Rest assured, Hand’s kibbeh is skillet fried and fully cooked into football-shaped portions. She eventually landed on the correct proportions of ingredients at a birthday party for one of her father’s friends, when the cooked kibbeh served tasted exactly like her family’s version. Ironically, it was at the home of a non-Lebanese family who enjoyed the dish so much they began making it themselves.
Since some of the dishes Hand will demonstrate usually take hours to prepare, she will bring some ready to cook while giving attendees the chance to chop ingredients alongside her, although she stresses that part is voluntary. Due to the high prices of lamb meat, she now uses beef with all fat removed and ground three times by a butcher to give it the proper consistency.

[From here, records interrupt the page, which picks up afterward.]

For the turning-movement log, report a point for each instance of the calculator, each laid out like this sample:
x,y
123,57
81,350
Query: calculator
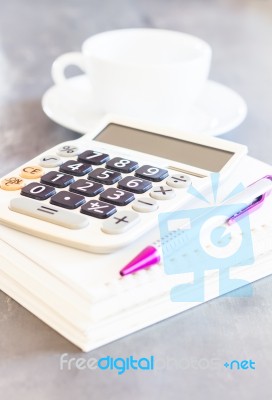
x,y
104,190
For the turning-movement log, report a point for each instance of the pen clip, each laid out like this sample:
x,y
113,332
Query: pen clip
x,y
252,207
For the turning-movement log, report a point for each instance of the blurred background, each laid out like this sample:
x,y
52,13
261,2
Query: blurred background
x,y
32,34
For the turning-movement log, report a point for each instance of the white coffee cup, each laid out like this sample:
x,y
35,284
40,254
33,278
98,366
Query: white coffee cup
x,y
146,73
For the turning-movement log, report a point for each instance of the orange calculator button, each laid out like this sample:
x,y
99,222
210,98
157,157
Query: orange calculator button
x,y
12,183
31,172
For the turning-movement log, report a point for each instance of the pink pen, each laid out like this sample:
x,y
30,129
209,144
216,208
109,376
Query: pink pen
x,y
253,195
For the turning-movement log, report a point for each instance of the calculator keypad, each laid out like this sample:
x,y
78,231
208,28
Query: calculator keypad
x,y
38,191
105,176
98,209
121,222
50,161
67,199
117,197
93,184
57,179
145,204
122,165
31,172
135,185
162,193
75,168
68,150
153,174
179,181
86,188
12,183
93,157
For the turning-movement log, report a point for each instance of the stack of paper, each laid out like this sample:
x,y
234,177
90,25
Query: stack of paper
x,y
82,296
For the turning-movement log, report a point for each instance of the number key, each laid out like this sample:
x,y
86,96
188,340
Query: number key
x,y
135,185
56,179
104,176
153,174
117,196
75,168
38,191
86,188
93,157
122,165
68,150
67,200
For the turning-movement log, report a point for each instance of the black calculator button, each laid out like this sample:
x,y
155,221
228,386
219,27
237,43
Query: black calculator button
x,y
117,196
75,168
122,165
105,176
67,200
86,188
153,174
98,209
57,179
135,185
38,191
93,157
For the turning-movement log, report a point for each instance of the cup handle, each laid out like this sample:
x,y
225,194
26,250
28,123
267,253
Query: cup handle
x,y
62,62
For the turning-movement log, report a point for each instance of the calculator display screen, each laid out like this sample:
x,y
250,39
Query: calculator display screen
x,y
183,151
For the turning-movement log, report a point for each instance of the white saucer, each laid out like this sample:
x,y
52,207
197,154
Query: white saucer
x,y
218,110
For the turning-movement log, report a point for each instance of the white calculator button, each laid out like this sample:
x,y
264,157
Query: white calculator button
x,y
68,150
36,209
50,161
162,193
145,204
12,183
179,181
121,222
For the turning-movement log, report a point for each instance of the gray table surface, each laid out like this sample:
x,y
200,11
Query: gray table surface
x,y
32,35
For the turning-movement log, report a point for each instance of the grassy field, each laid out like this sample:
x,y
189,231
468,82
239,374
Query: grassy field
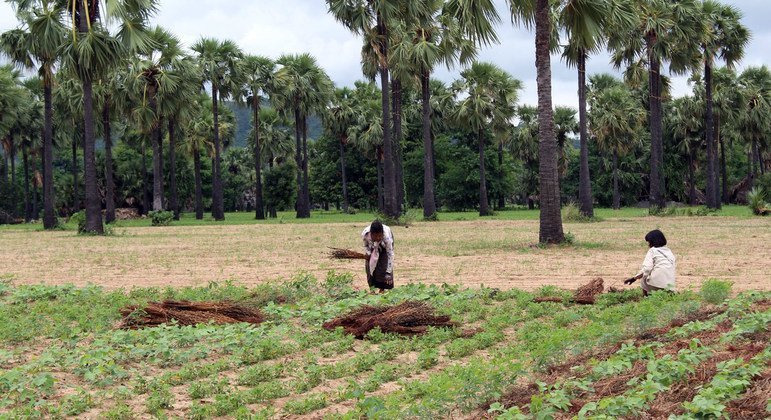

Hand says it’s important to her that others learn about the food and heritage that has been part of Vicksburg’s own history for many years, and she’ll have recipes available so people can try them themselves at home.
“It’s something that I really enjoy doing because people love the food and I just want to share it with them,” she said. “And those that aren’t familiar with it will learn a new kind of food. They can just add this to their little repertoire of different types of foods to eat.”
Upcoming presentations in the series include the Mississippi Band of Choctaw Indians and Vicksburg National Military Park; the American Heart Association with Miss Mississippi Outstanding Teen Nataleigh Nix on Aug.12; and celebrity chef Nick Wallace on Aug. 19.